Denosumab (Prolia) Injection
Denosumab (Prolia) Injection
We use this medication along with Vitamin D and Calcium for the following patients who have:
- Esophageal problems such as Barrett’s esophagus and can not take oral biphosphonates
- Chronic kidney disease. We would check with nephrologist before trying in Stage 4 CKD patients.
- Inability to sit upright
- Bone pain with any of the biphosphonates
- Who have taken five years of any of the biphosphonates
We avoid Denosumab in patients:
- With low vitamin D. Need vitamin D corrected before starting
- With low calcium level.

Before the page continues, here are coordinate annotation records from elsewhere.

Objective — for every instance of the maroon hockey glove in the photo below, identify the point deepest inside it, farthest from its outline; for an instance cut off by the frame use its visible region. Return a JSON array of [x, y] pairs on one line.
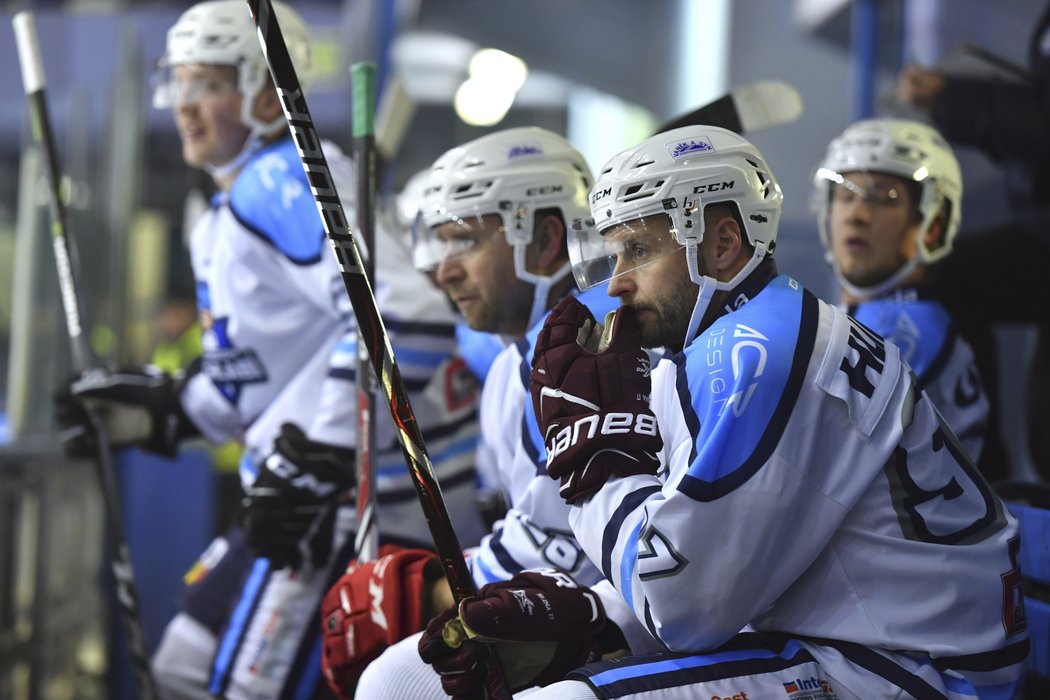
[[373, 606], [541, 622], [590, 390]]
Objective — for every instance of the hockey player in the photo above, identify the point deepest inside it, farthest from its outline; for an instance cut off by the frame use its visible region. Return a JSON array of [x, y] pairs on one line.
[[277, 373], [495, 216], [888, 196], [779, 505]]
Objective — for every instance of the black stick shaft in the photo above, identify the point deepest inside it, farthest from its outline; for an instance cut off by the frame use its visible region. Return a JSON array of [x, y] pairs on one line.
[[372, 332], [127, 596], [363, 87]]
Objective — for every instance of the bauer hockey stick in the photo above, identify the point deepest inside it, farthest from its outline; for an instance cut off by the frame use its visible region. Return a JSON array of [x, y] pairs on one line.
[[371, 330], [746, 109], [65, 257], [363, 90]]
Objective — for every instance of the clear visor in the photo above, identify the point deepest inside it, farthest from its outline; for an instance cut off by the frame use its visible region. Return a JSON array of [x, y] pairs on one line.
[[187, 84], [873, 189], [597, 256], [456, 236]]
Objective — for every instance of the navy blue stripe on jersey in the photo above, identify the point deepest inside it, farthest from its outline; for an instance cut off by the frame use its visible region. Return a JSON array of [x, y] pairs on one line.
[[882, 666], [292, 256], [502, 555], [350, 374], [746, 655], [234, 634], [615, 522], [710, 490], [986, 661]]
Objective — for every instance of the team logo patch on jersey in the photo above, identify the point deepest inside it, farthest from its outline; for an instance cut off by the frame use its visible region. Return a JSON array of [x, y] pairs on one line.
[[685, 149]]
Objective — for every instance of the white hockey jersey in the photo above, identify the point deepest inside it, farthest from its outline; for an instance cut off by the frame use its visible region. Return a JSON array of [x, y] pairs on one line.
[[811, 489], [279, 339], [534, 532], [920, 326]]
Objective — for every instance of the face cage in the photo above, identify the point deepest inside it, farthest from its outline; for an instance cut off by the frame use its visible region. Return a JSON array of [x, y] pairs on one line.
[[928, 205]]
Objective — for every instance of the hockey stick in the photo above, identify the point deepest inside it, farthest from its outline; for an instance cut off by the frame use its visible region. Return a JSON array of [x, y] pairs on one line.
[[746, 109], [363, 86], [370, 324], [63, 245]]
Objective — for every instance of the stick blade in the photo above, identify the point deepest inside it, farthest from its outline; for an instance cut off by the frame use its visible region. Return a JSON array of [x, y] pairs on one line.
[[767, 103]]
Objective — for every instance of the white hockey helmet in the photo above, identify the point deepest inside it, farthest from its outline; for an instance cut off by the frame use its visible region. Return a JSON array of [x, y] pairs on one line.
[[223, 33], [677, 173], [512, 173], [911, 150]]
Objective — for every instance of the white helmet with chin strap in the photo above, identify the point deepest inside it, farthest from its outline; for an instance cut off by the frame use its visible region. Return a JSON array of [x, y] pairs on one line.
[[910, 150], [511, 173], [677, 173], [223, 33]]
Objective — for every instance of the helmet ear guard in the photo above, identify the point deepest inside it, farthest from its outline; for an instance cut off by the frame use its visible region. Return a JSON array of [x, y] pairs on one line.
[[513, 173], [910, 150]]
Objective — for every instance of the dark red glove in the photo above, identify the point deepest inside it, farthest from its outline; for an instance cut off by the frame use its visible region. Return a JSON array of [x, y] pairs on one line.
[[373, 606], [541, 622], [591, 399]]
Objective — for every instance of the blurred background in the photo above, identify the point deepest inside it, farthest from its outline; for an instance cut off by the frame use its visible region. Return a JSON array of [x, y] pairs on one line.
[[604, 72]]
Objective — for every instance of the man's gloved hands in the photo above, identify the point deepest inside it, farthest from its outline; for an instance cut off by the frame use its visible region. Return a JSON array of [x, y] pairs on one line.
[[134, 405], [590, 390], [541, 622], [288, 513], [373, 606]]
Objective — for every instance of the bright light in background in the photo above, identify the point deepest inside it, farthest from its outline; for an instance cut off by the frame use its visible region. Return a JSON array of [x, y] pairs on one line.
[[702, 56], [486, 96], [479, 103], [491, 65]]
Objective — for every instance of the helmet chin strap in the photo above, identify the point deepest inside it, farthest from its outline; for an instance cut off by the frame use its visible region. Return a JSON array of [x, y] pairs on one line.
[[256, 139], [887, 284], [709, 285], [541, 283]]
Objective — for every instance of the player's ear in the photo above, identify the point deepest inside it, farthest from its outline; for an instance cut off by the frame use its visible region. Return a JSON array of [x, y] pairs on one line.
[[729, 240], [548, 241]]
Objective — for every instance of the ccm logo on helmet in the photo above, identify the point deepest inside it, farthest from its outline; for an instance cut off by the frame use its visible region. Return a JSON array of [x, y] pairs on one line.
[[714, 187], [600, 194], [612, 423]]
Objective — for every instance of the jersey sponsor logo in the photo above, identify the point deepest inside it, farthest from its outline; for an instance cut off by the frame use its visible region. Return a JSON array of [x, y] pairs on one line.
[[968, 387], [657, 557]]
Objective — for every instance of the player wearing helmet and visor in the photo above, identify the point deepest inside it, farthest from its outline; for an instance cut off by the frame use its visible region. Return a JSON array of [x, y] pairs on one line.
[[888, 198]]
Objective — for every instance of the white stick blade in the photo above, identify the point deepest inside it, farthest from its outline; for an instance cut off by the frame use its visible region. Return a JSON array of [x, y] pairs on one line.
[[28, 51]]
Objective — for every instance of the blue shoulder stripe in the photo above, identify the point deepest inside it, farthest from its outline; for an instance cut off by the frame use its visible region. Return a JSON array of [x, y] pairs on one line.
[[271, 198], [708, 482]]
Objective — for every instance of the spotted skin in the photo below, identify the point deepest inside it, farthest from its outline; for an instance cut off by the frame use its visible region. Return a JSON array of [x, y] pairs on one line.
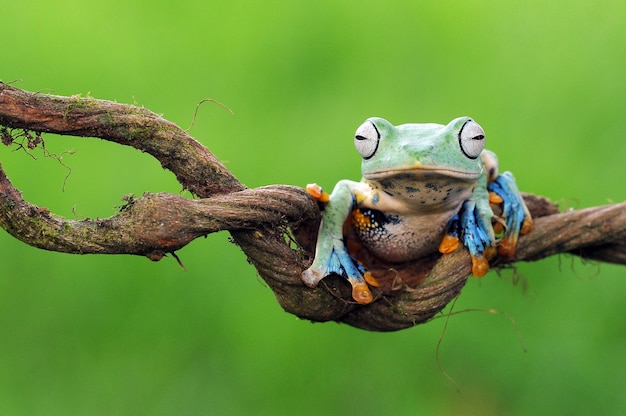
[[425, 187]]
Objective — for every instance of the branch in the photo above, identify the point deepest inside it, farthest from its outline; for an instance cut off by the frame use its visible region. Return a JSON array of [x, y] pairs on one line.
[[259, 219]]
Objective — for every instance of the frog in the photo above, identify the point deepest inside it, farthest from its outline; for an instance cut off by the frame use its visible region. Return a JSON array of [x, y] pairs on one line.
[[425, 188]]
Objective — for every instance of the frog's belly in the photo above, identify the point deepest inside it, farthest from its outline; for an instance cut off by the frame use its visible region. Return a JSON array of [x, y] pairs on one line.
[[397, 238]]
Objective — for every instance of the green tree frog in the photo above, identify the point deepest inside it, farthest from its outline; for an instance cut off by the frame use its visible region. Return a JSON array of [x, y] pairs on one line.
[[425, 187]]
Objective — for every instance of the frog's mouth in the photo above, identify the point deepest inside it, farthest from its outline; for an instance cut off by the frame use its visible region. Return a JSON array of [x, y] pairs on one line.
[[422, 172]]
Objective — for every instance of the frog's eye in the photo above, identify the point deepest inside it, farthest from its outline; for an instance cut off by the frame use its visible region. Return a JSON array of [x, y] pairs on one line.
[[366, 139], [472, 139]]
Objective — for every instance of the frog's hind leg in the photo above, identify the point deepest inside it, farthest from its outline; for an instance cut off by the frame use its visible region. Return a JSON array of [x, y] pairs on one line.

Need this corrected before treatment
- For osteoporosis prevention
- With osteonecrosis of the jaw
We Monitor Calcium level one month after taking Denosumab injection in patients who may not be compliant with taking Calcium or those with conditions such as kidney failure who are prone develop hypocalcemia.
Teriparatide (Forteo)
Teriparatide (Forteo)
We use Teriparatide in patients with:
- T Score of -3.5 or less
- T Score of -2.5 or Less plus a fragility fracture (a fracture that occurs after falling from standing height or less that often includes back, hips, and wrists)
- T score getting worse despite biphosphonates or Denosumab especially in patients on steroids
- Unable to take biphosphonates or Denosumab
We avoid using Teriparatide (Forteo) in patients with:
- History of radiation therapy
- History of Paget disease of bone
- Hypercalcemia as in hyperparathyroidism or conditions such as malignancy that cause hypercalcemia
- History of malignancy unless ok with oncology and if benefits outweigh the risks
- History of Chronic kidney failure unless ok with nephrology and if benefits outweigh the risks
- History of kidney stones unless ok with nephrology and if benefits outweigh the risks
- Elevated Alkaline phosphatase of unknown cause
- Low vitamin D. Needs corrected before starting
We obtain these tests before and after start of treatment with Teriparatide. We usually give the first dose in office and monitor blood pressure and pulse afterwards:
Before Treatment:
- Calcium
- 25-OH Vitamin D
- Phosphorus
- Alkaline Phosphatase
- Creatinine
- Albumin
- 24 urine for Calcium
After treatment:
- Calcium level after 2-3 months. If elevated, may need to decrease calcium intake and if still elevated need to look for another cause of the hypercalcemia.
- DXA after two years unless there is a fracture after 6 months of therapy. We usually do not see further fractures on teriparatide after 4-6 months of treatment.